Oh, and I thought the Beeb made a great job of Casanova the series. Really ought to mention that. That man Tennant again, and Russell T. Davies too. Shame they're making a bollocks of Doctor Who.

-Derek
My Web Page - naked women, bestial sex, and whopping big lies. (http://hometown.aol.co.uk/DPaterson57)
Stop reading this and get some writing done instead.

English Dave
05-08-2006, 03:58 AM
Ok, I do have a complaint:

What I don't get is why the emphasis on soaps in the BBC Writers Academy, why not encourage writers to develop original ideas? I would feel more more like applying if that was the case. I read that last year they had over 600 applicants so they won't miss mine but still unrealistic or not that's what I want to do.
I totally agree with you. Dross will apply and dross will get the job. And the cycle will continue.

clockwork
05-08-2006, 05:20 AM
That man Tennant again, and Russell T. Davies too. Shame they're making a bollocks of Doctor Who.
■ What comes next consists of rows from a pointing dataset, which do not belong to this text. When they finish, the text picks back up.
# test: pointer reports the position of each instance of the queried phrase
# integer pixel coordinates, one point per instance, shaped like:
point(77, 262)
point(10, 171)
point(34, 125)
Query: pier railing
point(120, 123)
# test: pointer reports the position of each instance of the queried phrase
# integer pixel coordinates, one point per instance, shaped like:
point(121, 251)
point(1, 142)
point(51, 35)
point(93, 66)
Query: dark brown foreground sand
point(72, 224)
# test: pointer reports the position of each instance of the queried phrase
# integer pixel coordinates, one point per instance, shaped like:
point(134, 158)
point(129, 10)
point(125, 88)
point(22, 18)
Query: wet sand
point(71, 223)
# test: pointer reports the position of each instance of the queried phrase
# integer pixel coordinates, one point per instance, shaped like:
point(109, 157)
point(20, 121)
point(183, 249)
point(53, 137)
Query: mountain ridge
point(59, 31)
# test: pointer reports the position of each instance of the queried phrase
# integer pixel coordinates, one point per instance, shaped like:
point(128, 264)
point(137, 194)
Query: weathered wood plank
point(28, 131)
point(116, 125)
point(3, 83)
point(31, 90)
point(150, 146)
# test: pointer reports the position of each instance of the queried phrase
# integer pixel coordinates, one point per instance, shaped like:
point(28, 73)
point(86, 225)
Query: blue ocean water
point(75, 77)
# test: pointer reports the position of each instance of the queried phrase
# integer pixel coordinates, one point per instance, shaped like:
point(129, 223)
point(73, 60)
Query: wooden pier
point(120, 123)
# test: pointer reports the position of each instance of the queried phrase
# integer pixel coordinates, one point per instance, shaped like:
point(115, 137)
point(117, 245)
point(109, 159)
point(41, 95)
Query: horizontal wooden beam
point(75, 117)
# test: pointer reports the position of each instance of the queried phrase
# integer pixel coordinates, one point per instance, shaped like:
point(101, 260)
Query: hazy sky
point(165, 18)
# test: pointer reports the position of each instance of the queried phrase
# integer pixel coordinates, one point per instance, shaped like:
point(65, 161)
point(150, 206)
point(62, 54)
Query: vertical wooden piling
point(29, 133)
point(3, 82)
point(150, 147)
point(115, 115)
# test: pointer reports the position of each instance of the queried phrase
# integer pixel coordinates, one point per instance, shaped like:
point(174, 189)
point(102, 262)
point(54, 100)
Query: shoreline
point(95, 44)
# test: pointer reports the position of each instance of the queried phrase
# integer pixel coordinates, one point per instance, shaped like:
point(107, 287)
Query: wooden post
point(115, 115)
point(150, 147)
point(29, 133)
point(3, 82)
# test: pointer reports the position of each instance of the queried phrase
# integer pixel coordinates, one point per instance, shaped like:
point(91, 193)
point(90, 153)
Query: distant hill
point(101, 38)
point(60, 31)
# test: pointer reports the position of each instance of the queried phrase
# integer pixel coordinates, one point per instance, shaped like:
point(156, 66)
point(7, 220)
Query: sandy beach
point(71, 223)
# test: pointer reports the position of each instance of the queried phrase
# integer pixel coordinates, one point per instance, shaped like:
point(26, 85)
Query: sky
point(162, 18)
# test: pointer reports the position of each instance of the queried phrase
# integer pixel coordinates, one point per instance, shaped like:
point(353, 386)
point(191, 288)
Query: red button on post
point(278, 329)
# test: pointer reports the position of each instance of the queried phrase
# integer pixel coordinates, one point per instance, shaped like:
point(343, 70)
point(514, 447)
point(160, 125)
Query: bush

Did you mean for that to rhyme? Because it totally does.


The BBC's soaps are their crown jewels. And I suppose it's fair enough considering the length of time they've been on air and their eduring popularity but there are plenty of people out there (me) who really aren't accommodated for by the Beeb. There's not much of anything they have on that I enjoy. Incidentally, a guy I know wanted to make the move into writing for soaps because he's not bothered about the creativity, he just wants to make a steady income and it took him a year to be accepted to write an episode of Doctors. A whole frickin year of introductions, meetings and back and forths before the glory of penning a lunchtime non-soap. It's easier to get into the security services than to write for Aunty.